Nuestros compatriotas no viven de ilusiones, viven con miedo a perder el chance de trabajar, a que los deporten de la noche a la mañana. Y mientras tanto, ¿qué hace el gobierno? Nada de nada. El propio Wilson Paz Reyes, director de Migración, lo dijo clarito: no hay plan específico, solo la asesoría en consulados y el programa ‘Hermano, Hermana, Vuelve a Casa‘, que es básicamente un recibimiento con un bono, un bolsón de comida y una palmadita en la espalda. Eso sirve para el que vuelve, pero no para el que está peleando por quedarse legal en el norte.
Aquí está el clavo: Libre no tiene política migratoria, solo tiene fe. Fe en que un tribunal les resuelva el problema. Fe en que los tepesianos sigan mandando remesas aunque el gobierno los tenga olvidados. Fe en que la gente se trague el cuento de que “todo va bien”.
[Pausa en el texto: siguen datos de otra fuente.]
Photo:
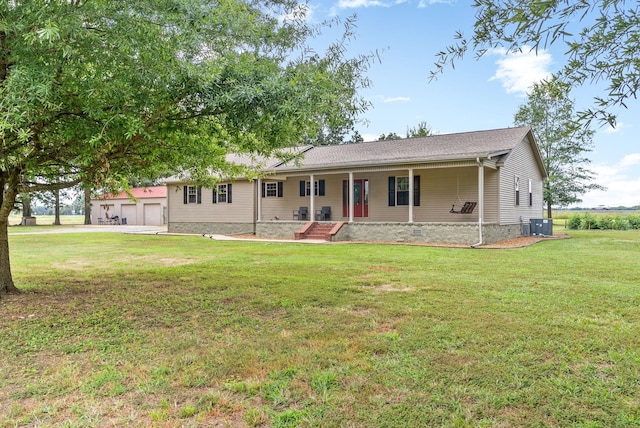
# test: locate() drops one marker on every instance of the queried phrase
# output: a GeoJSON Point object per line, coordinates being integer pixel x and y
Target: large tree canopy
{"type": "Point", "coordinates": [95, 91]}
{"type": "Point", "coordinates": [562, 141]}
{"type": "Point", "coordinates": [601, 38]}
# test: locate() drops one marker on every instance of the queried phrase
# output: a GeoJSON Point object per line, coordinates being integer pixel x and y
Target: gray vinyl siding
{"type": "Point", "coordinates": [240, 210]}
{"type": "Point", "coordinates": [520, 162]}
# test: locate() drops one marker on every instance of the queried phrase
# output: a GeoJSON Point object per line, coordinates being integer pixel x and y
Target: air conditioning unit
{"type": "Point", "coordinates": [541, 226]}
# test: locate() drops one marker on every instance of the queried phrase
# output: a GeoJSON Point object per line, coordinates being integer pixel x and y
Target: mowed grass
{"type": "Point", "coordinates": [133, 330]}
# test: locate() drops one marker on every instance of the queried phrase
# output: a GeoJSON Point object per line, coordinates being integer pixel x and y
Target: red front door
{"type": "Point", "coordinates": [360, 198]}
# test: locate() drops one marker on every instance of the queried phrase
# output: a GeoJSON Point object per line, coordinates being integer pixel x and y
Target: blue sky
{"type": "Point", "coordinates": [477, 94]}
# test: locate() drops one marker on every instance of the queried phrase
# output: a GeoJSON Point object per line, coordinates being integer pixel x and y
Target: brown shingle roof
{"type": "Point", "coordinates": [466, 145]}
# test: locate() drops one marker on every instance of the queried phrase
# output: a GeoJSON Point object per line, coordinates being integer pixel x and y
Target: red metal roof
{"type": "Point", "coordinates": [141, 193]}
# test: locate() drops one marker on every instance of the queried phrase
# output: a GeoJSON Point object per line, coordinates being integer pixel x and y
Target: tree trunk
{"type": "Point", "coordinates": [8, 192]}
{"type": "Point", "coordinates": [87, 205]}
{"type": "Point", "coordinates": [6, 279]}
{"type": "Point", "coordinates": [56, 221]}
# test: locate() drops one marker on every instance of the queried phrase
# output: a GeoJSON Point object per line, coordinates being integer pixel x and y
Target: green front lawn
{"type": "Point", "coordinates": [130, 330]}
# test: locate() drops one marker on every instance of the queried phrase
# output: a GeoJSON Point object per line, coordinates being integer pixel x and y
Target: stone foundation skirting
{"type": "Point", "coordinates": [448, 233]}
{"type": "Point", "coordinates": [278, 229]}
{"type": "Point", "coordinates": [206, 228]}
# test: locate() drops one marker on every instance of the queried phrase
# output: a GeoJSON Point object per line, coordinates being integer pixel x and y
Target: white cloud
{"type": "Point", "coordinates": [630, 160]}
{"type": "Point", "coordinates": [370, 137]}
{"type": "Point", "coordinates": [397, 100]}
{"type": "Point", "coordinates": [424, 3]}
{"type": "Point", "coordinates": [354, 4]}
{"type": "Point", "coordinates": [621, 180]}
{"type": "Point", "coordinates": [519, 71]}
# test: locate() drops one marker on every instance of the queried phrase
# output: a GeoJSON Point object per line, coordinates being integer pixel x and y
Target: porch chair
{"type": "Point", "coordinates": [301, 213]}
{"type": "Point", "coordinates": [467, 208]}
{"type": "Point", "coordinates": [323, 214]}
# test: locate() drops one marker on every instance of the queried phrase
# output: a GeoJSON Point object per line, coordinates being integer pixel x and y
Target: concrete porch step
{"type": "Point", "coordinates": [317, 231]}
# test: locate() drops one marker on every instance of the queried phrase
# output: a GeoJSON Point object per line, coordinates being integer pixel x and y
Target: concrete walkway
{"type": "Point", "coordinates": [81, 228]}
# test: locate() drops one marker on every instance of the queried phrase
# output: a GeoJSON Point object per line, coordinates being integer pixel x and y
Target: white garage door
{"type": "Point", "coordinates": [152, 215]}
{"type": "Point", "coordinates": [129, 211]}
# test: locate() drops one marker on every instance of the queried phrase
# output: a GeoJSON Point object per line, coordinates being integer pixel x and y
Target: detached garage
{"type": "Point", "coordinates": [148, 207]}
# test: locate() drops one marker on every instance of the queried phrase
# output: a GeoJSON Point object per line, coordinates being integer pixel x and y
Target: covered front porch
{"type": "Point", "coordinates": [422, 203]}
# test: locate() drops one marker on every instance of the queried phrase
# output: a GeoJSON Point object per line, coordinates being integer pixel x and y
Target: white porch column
{"type": "Point", "coordinates": [410, 195]}
{"type": "Point", "coordinates": [312, 193]}
{"type": "Point", "coordinates": [351, 190]}
{"type": "Point", "coordinates": [259, 194]}
{"type": "Point", "coordinates": [480, 200]}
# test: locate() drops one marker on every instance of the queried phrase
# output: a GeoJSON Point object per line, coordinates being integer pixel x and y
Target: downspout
{"type": "Point", "coordinates": [480, 202]}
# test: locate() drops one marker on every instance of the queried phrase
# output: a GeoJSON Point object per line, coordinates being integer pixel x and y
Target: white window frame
{"type": "Point", "coordinates": [315, 188]}
{"type": "Point", "coordinates": [398, 189]}
{"type": "Point", "coordinates": [221, 193]}
{"type": "Point", "coordinates": [271, 190]}
{"type": "Point", "coordinates": [192, 194]}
Pero los hondureños no comen cuentos. Los que mantienen a este país son los migrantes, no los políticos de escritorio. Y cada dólar que entra es fruto del sudor de los que hoy viven en el puro filo de la incertidumbre.
Apostarle a un milagro judicial no es gobernar. Es lavarse las manos. Es darle la espalda a la diáspora. Es condenar a miles de hondureños a seguir viviendo en la incertidumbre, mientras el gobierno se cruza de brazos.